Disclaimer: Hacking into someone’s Tesla is not cool.

A hacker from search engine company Qwant has revealed at least three ways a hacker can use to take control or access the workings of a Tesla Model X. The hacker, Gael Musquet, says he’s not sure but these hacking methods could work on the Model S and Model 3 as well. They’ve been tested successfully on a Model X.

We’ll show you the first method, which is by far the simplest and cheapest one, and a way to protect yourself from the hack being used on you and your Tesla.

The Threat: Relay-hacking Your Key Fob’s RFID Signal

A relay attack or radio attack uses a trick to fool the fob and car into thinking they’re in close proximity to each other. By definition, this hack is used when the owner (and fob) are away from the car. What happens is that one radio device triggers a signal from the fob, which is then relayed to the other radio device and sent to the car to get the response signal, which is then relayed back to the fob. In short, the car thinks the owner is nearby and has triggered the fob, and it unlocks.

Quite a few cars (not just Tesla EVs) have been stolen this way, and a recent showcase at the Hack in the Box conference in Amsterdam conducted by Chinese researchers from Beijing’s Qihoo 360, it was revealed that the whole setup only costs $22!

The Protection: Simple Solution for Under $20

Purchase a Faraday Bag, which blocks RFID signals so they can’t be copied and relayed to another device near your vehicle. It only costs a few bucks, and it can prevent your car from being stolen.

Faraday Bag from Amazon

Relay hacking has been around for several years. It’s a much easier way to steal a car that has passive keyless entry (PKE) technology, and the owner is none the wiser. Don’t be that guy. Many car thieves use this method because it’s a lot easier than actually trying to hack or decipher the signal and fool the car that way.

So get a Faraday bag and protect yourself from an affordable hacking method using an affordable deterrent.

Editor’s Note: Last month, Tesla shared some tips to prevent relay hacking when passive entry is enabled. You can also disable it by going to Controls > Settings > Doors & Locks > Passive Entry > OFF.

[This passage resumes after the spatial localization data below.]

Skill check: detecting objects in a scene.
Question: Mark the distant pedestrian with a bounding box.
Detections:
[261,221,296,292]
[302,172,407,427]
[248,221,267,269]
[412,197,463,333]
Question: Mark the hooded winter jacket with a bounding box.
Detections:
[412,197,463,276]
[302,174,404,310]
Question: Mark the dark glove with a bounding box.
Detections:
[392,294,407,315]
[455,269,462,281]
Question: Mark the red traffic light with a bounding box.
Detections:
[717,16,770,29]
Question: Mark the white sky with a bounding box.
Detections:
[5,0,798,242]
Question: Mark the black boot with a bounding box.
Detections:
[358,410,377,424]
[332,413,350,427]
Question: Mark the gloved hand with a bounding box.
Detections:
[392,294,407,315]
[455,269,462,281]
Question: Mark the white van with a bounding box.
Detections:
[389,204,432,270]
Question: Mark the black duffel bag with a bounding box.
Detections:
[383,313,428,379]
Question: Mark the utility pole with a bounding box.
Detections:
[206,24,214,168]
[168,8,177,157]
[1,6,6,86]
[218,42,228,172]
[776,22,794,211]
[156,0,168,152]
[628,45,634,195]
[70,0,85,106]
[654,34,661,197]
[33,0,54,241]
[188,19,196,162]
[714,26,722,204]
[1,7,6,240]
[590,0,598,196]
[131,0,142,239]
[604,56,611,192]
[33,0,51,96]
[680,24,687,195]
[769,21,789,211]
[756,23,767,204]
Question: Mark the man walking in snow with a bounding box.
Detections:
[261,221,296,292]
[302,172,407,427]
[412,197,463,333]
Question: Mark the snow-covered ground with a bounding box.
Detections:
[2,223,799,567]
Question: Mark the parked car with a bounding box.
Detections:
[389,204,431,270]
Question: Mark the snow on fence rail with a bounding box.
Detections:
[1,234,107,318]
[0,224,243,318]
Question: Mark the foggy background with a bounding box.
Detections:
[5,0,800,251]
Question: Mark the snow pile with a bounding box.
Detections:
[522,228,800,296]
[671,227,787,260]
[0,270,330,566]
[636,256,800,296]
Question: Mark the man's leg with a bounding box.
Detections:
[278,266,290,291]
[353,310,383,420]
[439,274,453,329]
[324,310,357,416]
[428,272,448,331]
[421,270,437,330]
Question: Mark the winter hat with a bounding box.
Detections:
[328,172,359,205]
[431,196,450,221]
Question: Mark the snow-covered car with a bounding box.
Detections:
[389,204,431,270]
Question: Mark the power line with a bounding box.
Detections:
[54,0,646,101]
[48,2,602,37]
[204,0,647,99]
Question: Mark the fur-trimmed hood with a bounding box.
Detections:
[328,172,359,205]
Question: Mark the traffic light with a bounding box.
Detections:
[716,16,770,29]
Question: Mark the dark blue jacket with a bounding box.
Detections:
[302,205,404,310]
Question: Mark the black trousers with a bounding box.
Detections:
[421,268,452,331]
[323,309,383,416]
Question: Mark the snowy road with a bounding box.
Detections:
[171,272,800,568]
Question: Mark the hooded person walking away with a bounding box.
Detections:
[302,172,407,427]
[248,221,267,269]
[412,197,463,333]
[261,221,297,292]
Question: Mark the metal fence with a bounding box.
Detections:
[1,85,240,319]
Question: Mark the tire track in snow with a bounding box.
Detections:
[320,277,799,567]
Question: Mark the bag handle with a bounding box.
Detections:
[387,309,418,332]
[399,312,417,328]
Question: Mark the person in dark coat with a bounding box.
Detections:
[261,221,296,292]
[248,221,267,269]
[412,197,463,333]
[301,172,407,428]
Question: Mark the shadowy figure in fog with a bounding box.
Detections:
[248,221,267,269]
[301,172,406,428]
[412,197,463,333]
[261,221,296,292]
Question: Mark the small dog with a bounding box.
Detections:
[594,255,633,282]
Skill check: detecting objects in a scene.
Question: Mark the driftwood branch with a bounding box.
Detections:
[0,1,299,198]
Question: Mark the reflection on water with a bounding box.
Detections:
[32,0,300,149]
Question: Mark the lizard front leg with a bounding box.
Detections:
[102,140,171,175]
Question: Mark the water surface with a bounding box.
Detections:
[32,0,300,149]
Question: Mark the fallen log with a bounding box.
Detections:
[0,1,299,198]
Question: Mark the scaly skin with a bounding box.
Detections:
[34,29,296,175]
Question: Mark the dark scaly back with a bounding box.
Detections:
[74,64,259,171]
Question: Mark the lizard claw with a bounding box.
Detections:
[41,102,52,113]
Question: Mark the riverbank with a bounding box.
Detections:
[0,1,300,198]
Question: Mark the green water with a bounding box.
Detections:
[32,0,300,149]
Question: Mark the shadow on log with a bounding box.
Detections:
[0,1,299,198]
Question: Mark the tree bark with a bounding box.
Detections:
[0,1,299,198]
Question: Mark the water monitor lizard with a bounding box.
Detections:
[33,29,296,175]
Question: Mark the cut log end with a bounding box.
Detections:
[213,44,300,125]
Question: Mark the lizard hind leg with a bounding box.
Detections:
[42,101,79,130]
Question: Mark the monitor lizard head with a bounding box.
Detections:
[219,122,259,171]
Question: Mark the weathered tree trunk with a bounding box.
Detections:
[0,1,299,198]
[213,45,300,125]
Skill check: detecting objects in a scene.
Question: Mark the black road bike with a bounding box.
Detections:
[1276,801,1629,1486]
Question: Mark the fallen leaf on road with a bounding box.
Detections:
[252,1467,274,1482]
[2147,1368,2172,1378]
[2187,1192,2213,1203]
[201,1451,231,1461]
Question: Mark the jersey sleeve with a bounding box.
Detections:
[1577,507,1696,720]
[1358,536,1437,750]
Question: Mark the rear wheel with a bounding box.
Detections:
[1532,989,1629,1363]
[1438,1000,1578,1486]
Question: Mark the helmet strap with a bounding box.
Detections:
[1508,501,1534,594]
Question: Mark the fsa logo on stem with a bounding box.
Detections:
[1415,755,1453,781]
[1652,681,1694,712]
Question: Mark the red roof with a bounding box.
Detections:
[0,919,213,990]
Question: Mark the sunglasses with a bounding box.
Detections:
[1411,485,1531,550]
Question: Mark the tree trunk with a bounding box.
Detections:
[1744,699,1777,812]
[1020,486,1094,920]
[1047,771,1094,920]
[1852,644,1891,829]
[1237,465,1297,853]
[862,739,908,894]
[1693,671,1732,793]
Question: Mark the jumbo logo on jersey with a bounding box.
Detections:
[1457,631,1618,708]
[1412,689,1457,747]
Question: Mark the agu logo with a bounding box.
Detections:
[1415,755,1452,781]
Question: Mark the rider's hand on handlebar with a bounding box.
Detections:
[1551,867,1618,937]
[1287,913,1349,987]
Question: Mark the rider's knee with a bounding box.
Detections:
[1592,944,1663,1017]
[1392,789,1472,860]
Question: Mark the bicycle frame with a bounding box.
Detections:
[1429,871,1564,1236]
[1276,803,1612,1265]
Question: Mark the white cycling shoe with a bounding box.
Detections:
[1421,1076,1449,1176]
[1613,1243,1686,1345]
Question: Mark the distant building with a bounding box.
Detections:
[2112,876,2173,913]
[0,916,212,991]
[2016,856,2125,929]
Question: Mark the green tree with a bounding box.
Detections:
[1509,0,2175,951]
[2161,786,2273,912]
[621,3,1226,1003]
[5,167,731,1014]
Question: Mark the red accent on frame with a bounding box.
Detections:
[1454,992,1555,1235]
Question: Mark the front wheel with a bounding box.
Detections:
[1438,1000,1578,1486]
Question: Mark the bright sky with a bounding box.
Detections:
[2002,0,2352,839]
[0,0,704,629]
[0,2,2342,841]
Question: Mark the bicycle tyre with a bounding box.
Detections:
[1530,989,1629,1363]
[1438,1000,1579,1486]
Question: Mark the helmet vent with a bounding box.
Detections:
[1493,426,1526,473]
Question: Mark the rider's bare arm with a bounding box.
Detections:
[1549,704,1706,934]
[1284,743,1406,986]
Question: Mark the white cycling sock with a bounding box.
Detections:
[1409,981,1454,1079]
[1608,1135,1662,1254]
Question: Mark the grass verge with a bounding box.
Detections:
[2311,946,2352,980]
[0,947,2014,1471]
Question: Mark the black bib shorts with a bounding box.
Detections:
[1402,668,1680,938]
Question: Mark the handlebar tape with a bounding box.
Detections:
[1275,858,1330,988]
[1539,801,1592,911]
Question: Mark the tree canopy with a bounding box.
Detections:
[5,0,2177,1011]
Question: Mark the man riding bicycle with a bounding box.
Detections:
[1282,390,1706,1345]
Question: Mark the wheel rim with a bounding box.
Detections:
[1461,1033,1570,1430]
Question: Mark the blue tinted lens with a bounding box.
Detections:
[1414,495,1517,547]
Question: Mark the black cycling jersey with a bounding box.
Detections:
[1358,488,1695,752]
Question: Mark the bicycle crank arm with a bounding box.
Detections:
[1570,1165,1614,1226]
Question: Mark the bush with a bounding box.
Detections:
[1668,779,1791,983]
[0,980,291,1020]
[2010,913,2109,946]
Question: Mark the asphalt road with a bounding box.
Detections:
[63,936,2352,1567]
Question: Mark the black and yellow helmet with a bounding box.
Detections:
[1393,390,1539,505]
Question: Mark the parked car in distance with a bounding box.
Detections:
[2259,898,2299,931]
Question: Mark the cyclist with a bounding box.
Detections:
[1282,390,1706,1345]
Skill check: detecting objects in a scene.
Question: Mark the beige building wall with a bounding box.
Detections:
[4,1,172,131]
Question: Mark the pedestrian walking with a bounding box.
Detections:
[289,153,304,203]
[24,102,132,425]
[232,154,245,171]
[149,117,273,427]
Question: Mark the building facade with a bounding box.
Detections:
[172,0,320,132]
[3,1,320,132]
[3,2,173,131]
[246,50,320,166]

“We would like to share some tips for ensuring the safety of your Tesla. When enabled, our Passive Entry setting will automatically unlock the doors of your Model S when you approach it with your key. Relay attacks, a type of vehicle break-in that can be targeted at vehicles from many manufacturers including Tesla, allows an attacker to transmit a signal from your key in one location to your car in another location, thereby creating the potential for unauthorised access and entry.

You can decrease the likelihood of unauthorised entry by disabling Passive Entry when parked in public spaces or storing your key in a holder which blocks electromagnetic transmissions, such as a RFID-blocking sleeve or Faraday cage.”